Regarding snow cover, the majority of the wheat growing region of Kansas received from 1 to 2 inches of snow, with the extreme north and southern borders receiving up to ~4 inches but the central portion of the state receiving virtually no snowfall (Figure 4). Reports also suggest that this snow was relatively dry and light-weight, decreasing its buffering potential, especially compared to the totals achieved in the neighboring states of Oklahoma (up to 10 inches) and Nebraska (up to 20 inches). Regions receiving 1-2 inches of snow probably had some buffering of the low air temperatures and may have helped in the current spell. For example, stations where snowfall was reported had lowest minimum soil temperatures of ~24-28°F, versus 15 degrees reported in a neighboring station without snowfall. Still, the combination of extremely cold air temperatures and dry soils, with a limited amount of snow across the majority of the state, might have caused damage to some fields.

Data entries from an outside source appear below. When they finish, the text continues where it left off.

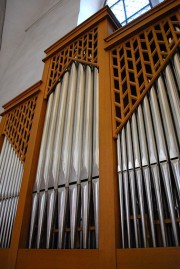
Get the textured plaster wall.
[0,0,80,112]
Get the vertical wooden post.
[7,60,50,269]
[98,20,119,269]
[0,115,6,152]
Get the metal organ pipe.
[0,137,23,248]
[29,63,99,248]
[117,56,180,248]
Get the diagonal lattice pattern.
[111,13,180,134]
[46,28,98,96]
[3,96,37,162]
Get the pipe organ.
[117,54,180,248]
[0,138,23,248]
[0,0,180,269]
[29,63,99,248]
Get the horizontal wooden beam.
[105,0,180,50]
[0,248,9,269]
[16,249,99,269]
[117,247,180,269]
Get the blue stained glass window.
[105,0,156,25]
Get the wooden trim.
[43,6,121,59]
[98,18,119,269]
[16,249,99,269]
[0,116,6,152]
[105,0,180,50]
[0,248,9,269]
[7,61,49,269]
[117,247,180,269]
[113,40,180,139]
[1,80,42,113]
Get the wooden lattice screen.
[46,27,98,96]
[111,12,180,135]
[3,95,37,162]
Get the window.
[105,0,161,25]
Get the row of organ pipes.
[28,62,99,249]
[0,137,23,248]
[117,53,180,248]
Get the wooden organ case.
[0,0,180,269]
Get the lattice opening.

Figure 4. Snow depth as of February 17, 2021 as reported by the National Oceanic and Atmospheric Administration.

What is the potential for damage and what to look for?

The biggest potential for winterkill is in fields that emerged late (thus, with limited tiller and root development), where snow cover was limited (<2 inches), and in regions which soil temperatures reached low teens to single digits. Some of the regions of concern seem to be central Kansas (due to limited snow depth) and northwest Kansas (due to extremely cold temperatures). The conditions were less prone to winterkill in south central Kansas due to greater levels of soil moisture and snow depth.

The next 4-6 weeks will be crucial to determine the recovery potential of the crop. Ideally, precipitation would alleviate the current dry conditions and temperatures would warm up slowly so that the crop can start spring development. Continuation of the dry conditions can further impair crop recovery.

There is nothing growers can do at the moment, other than wait until green-up for further evaluation of the crop. As wheat green-up progresses, any winter injury will become more apparent. Injured wheat may initially green up, then go backwards.